The Great Famine (An Gorta Mór) — Knowledge Organiser
A KS2/5th–6th Class knowledge organiser on the Irish Great Famine (1845–1852) — causes, the failure of the potato crop, British policy, emigration, and the lasting impact on Ireland and Irish communities worldwide.
Preview
Page count: 3. Print-ready PDF — letter / A4 friendly. Click image to see all pages.
Key vocabulary — Príomhfhocail
- 1 An Gorta Mór The Great Famine (literally 'the Great Hunger'). A period of mass starvation in Ireland from 1845 to 1852 caused primarily by the failure of the potato crop.
- 2 Phytophthora infestans The water mould (blight) that destroyed potato crops across Ireland from 1845. It spread rapidly in the wet climate and wiped out successive harvests.
- 3 Lumper potato The main variety of potato grown by the poor in Ireland before the Famine — highly susceptible to blight. Most poor families depended on it as their sole food source.
- 4 Conacre system The system by which poor farmers rented tiny plots of land, paying with labour. When the crop failed, they had no food and no money for rent.
- 5 Coffin ships The overcrowded, poorly provisioned emigrant ships on which many Irish people fled to America and Canada.

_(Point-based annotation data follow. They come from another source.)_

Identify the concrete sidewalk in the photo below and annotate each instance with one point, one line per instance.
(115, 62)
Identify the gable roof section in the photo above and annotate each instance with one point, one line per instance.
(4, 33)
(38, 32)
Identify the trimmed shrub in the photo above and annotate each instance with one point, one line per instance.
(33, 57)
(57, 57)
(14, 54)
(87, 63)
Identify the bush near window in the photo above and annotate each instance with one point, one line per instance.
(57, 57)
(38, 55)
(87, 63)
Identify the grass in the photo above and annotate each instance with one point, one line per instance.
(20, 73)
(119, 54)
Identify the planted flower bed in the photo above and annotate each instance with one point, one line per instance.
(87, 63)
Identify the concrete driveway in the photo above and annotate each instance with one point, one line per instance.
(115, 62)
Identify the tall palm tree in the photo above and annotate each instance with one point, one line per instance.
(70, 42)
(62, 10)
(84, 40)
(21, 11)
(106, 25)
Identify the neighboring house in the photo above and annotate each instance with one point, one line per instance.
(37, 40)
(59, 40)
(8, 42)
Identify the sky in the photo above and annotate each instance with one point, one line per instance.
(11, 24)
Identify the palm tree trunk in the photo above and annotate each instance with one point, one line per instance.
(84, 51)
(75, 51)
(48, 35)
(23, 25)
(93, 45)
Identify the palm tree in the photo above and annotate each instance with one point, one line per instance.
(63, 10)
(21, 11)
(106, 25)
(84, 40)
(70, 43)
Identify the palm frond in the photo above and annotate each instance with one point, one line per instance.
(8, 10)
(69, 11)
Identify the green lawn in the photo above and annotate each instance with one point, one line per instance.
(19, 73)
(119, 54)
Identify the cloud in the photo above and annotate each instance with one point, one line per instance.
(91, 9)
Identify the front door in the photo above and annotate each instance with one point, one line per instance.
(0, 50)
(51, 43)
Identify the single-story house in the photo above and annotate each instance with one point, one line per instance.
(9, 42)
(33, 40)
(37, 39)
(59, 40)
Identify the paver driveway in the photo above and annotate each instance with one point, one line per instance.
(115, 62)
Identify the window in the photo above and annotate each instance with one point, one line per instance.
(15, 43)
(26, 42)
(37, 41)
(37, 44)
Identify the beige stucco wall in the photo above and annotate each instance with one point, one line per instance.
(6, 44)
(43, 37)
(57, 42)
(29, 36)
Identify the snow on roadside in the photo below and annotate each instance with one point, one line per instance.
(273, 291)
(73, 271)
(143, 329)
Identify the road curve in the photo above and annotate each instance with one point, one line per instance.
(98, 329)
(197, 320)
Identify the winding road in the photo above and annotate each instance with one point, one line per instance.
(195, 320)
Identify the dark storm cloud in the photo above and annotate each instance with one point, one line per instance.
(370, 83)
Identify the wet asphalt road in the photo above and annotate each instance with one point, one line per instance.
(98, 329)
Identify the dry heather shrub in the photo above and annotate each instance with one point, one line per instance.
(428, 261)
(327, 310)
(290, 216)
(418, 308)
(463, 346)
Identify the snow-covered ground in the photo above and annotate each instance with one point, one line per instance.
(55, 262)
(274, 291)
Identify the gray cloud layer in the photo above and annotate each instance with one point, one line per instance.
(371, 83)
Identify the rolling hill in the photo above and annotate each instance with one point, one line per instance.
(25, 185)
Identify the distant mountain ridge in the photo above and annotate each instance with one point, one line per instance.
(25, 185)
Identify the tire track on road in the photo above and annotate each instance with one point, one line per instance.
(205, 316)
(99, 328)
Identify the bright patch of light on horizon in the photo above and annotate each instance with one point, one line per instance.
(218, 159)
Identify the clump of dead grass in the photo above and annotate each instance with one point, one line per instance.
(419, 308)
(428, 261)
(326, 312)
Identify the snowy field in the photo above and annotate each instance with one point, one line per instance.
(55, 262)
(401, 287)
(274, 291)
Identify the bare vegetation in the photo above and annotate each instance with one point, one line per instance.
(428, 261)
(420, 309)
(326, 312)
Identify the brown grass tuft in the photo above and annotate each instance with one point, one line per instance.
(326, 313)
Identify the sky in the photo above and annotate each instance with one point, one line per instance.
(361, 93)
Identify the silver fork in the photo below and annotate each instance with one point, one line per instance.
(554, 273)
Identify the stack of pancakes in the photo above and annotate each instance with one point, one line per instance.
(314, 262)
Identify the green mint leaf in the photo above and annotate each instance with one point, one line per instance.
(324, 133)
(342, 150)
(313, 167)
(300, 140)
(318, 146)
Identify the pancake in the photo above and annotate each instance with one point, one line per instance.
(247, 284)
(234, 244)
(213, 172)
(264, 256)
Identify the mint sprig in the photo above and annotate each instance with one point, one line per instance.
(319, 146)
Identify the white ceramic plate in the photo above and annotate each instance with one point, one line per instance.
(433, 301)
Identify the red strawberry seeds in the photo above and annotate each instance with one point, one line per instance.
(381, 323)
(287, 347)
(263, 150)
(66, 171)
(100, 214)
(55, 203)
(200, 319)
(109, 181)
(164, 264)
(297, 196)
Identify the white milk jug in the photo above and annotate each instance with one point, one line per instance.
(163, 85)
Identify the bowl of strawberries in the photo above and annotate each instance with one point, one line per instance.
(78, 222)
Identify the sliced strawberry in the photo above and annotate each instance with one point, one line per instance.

Conditions were often fatal — many died on board.
- 6 Soup kitchens Government-run and charitable feeding stations set up in 1847 (Black '47). At their peak they fed over 3 million people a day, but were abruptly closed.
The Great Famine — key facts
1845–1852
- ▶ CAUSE: Phytophthora infestans (potato blight) destroyed the potato harvest in 1845, 1846, and 1848. Ireland had no other food source for the poor.
- ▶ SCALE: Ireland's population before the Famine: approximately 8 million. After: approximately 5 million (1.1m died of starvation and disease; 1.5m emigrated 1845–1851).
- ▶ BRITISH POLICY: food continued to be exported from Ireland during the Famine. The government's commitment to 'laissez-faire' economics limited effective relief.
- ▶ EMIGRATION: ships to America (Boston, New York) and Canada (Quebec). Those who survived became the foundation of large Irish-American and Irish-Canadian communities.
- ▶ LONG-TERM IMPACT: Ireland's population continued to fall for over a century. By 1900 it was 4 million. Today Ireland has the smallest population of any country in Europe that was similarly populated in 1845.
- ▶ LEGACY: Famine memorials in Dublin, New York, and cities worldwide. The Irish diaspora (estimated 70 million worldwide) traces roots to the Famine era.
- ▶ ONGOING DEBATE: whether British government policy amounted to genocide or criminal negligence remains contested by historians.
Learning objective
Explain the causes and effects of An Gorta Mór; describe British government policy during the Famine; and understand the lasting impact on Ireland and the global Irish diaspora.